Security and the umbrella of many things in the name of security
Ridley Tony
Experienced Leader in Risk, Security, Resilience, Safety, and Management Sciences | PhD Candidate, Researcher and Scholar
Security remains a catch-all expression for many things, people, feelings, actions and terms.
With so many taking refuge under this umbrella term, how do you know what is really security... or not?
Even in every day conversation, security is routinely used. Job-security, portfolio security, national security, home security, cyber security and many other quasi-security expressions such as community safety, crime prevention, etc.
The only constant among these expressions is that security is rarely defined and routinely assumed as meaning the same thing from context to context, person to person and culture to culture.
If only that were true.
Even more concerning is the routine justifications of control, discipline, power, restrictions, punishment, exclusion, surveillance and preferential treatment in the name of security.
Security for whom, when and how?
Pursuit of security for one individual, community or represented cohort routinely results in the insecurity of others.
Security remains a blunt instrument upon which both good and bad actions are undertaken.
While there are many reasons and influences for this phenomena, one of the greatest remains the lack of knowledge or objective research informing security acts.
Security lacks a single, perpetual body of knowledge and standard of education.
Moreover, security is one of social and work life's lowest points of entry.
Anyone can do security. Right?
Wrong!!
The profession of security entertains all sorts.
Most with limited if any security education, qualifications or professional standards.
领英推荐
Even those that appear in the media asserting expert forecasting skills and secret knowledge.

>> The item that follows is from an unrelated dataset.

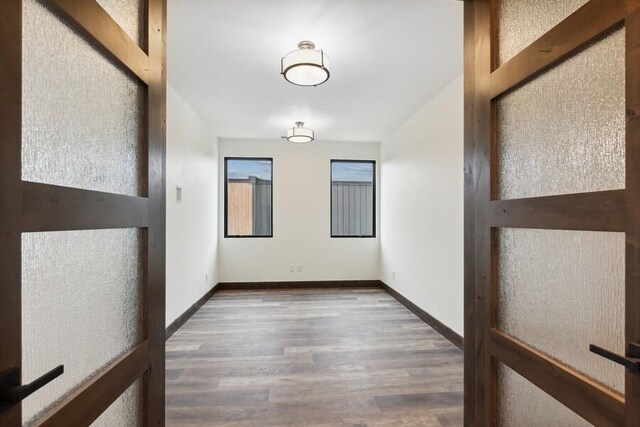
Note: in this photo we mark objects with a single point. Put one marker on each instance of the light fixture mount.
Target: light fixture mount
(306, 66)
(299, 134)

As a result, security is routinely seen as both a grudge expenditure and tainted trade.
Buyers, communities and professionals need to be more discerning when it comes to security.
Security is not a catch-all phrase.
Security does have specific skills, qualifications and demonstrable knowledge.
It is time buyers, communities, corporates and professionals demonstrate greater rigour in assuring these standards.
Moreover, it time to stop assuming expertise across all facets of security or those subject that routinely seek shelter under the umbrella term, security.
Especially where I is applied in the other extremely abstract expression of risk.
As a result, security risk management is more likely to be a suite of templates applied unilaterally in all contexts with little alteration and limited, if any specific knowledge or customisation for specific threat faced by an organisation, individual or asset.
This too needs to stop.
Define security.
Define risk.
Define security risk management.
Demonstrate reliable, verifiable and comparable research, knowledge or professional standards specific to the context and issue/s at hand.